Un matrimonio extraño
“Según la ley de Propiedad Intelectual solo pueden ser autoras o autores personas naturales. Y una entidad de gestión colectiva que debe recaudar y repartir las remuneraciones provenientes de los derechos de explotación de una forma justa, debe estar representada en asamblea por personas físicas y no por personas en representación de personas jurídicas como sucede en el caso de las editoriales”, explica Sánchez-Sanz.
“Existe un sector dentro de la SGAE que opina que las editoriales, al firmar contratos en los que autoras y autores les ceden derechos, son cesionarias, por lo que no deberían tener voto en las asambleas. Las editoriales, durante muchos años, han puesto sus intereses empresariales (y en ello se incluye las y los artistas de su repertorio) por delante de los intereses generales de autoras y autores y esto no puede ser así”, reflexiona. “Curiosamente, una entidad como la AIE tiene un nivel de conflicto bajísimo gracias en parte a la ausencia de intereses editoriales en su seno”.
Antes de la última asamblea, Warner Chappell y sus 200 autores amenazaron con irse el pasado mes de octubre, recomendando a otros autores que también emprendieran el éxodo, como protesta ante la gestión de una junta dominada por los intereses de las editoriales de las televisiones.
“El primer paso fue cuando la candidatura más afín al sector vinculado a las editoriales grandes, se retiró en las últimas elecciones por la negativa de la presidencia de entonces a dar la posibilidad de voto electrónico.
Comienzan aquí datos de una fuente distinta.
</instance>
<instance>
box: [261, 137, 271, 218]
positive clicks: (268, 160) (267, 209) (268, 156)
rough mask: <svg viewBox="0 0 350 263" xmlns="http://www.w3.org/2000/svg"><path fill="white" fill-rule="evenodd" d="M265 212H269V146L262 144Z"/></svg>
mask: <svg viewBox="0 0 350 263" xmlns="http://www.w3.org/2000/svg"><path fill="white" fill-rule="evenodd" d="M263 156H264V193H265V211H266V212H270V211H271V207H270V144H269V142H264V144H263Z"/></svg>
El resultado fue una junta actual con un Colegio de Pequeño Derecho [el de los músicos] lleno de personas que de una forma o de otra se han lucrado con el horario nocturno en televisión”, recuerda Sánchez-Sanz.
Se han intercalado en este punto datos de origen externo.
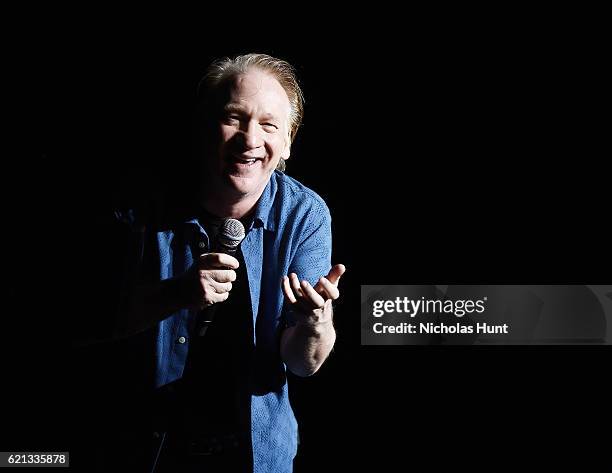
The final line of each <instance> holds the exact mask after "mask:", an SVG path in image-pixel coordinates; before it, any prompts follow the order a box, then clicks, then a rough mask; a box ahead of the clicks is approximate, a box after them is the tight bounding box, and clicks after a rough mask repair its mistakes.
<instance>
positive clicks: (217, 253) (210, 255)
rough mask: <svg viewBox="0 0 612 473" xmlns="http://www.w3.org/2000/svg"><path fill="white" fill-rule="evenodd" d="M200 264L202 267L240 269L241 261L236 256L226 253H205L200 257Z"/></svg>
mask: <svg viewBox="0 0 612 473" xmlns="http://www.w3.org/2000/svg"><path fill="white" fill-rule="evenodd" d="M198 266H199V268H200V269H215V268H223V269H225V268H229V269H238V266H240V263H239V262H238V260H237V259H236V258H234V257H233V256H231V255H226V254H225V253H205V254H203V255H200V257H199V258H198Z"/></svg>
“La marcha se planteó como una puerta abierta a una nueva entidad de gestión en la que se recaude de una forma justa y equilibrada, no favoreciendo a un sector muy pequeño que es lo que sucede actualmente y quedó patente en el reparto de votos de la junta. La balanza quedó volcada de una forma excesiva a autoras y autores participantes en la programación de música en horario nocturno en las televisiones”, explica. “Hasta ahí todo bien, pidieron la salida de la entidad. El problema es que ese proyecto de nueva entidad de gestión no se llevó a cabo, a pesar de que la prensa insistía mucho en su factibilidad. Ahora han vuelto y han apoyado los estatutos en la última asamblea, cosa que ha tranquilizado las aguas en la SGAE”.
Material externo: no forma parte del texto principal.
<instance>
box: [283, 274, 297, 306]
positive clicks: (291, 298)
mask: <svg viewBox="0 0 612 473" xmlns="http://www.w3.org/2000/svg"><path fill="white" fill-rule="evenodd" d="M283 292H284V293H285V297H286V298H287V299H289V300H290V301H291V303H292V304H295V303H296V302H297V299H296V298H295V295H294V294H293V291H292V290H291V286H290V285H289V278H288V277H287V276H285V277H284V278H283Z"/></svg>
Las editoriales que participan en la actual Junta Directiva de la SGAE, presidida por Pilar Jurado, no son las majors, sino editoriales del entorno sinfónico y de partituras, como es Arambol, representada por la periodista de Radio Nacional Laura Prieto Guijarro, que además es vicepresidenta de la SGAE; Alabama Music Business (Javier Briongos, también en Unión Musical de Editores, filial de la británica Wise Music Group y que anteriormente había trabajado en Warner y EMI) y El Retiro Ediciones Musicales (el músico, productor y participante en La Voz Senior, Gonzalo Fernández Benavides).
El Colegio Editorial podría haber tenido hasta ocho representantes en la Junta Directiva pero no se presentaron más candidaturas. Además, el dramaturgo Clifton J. Williams, persona de confianza de la presidenta Pilar Jurado, era el propietario de Alabama Music Business, una empresa de la que se deshizo por incompatibilidad cuando fue nombrado por la anterior Junta Directiva, presidida por Hevia, dirección de Reclamaciones y Control de Procesos. A ese cargo le ha sumado el de Coordinador de Back-Office, ambos nombramientos no exentos de polémica, bien por su remuneración o bien por las posibles incompatibilidades. Aunque pertenecía al equipo de Hevia, fue Williams quien presentó una moción de censura contra él, llevando a Pilar Jurado a la presidencia de la entidad.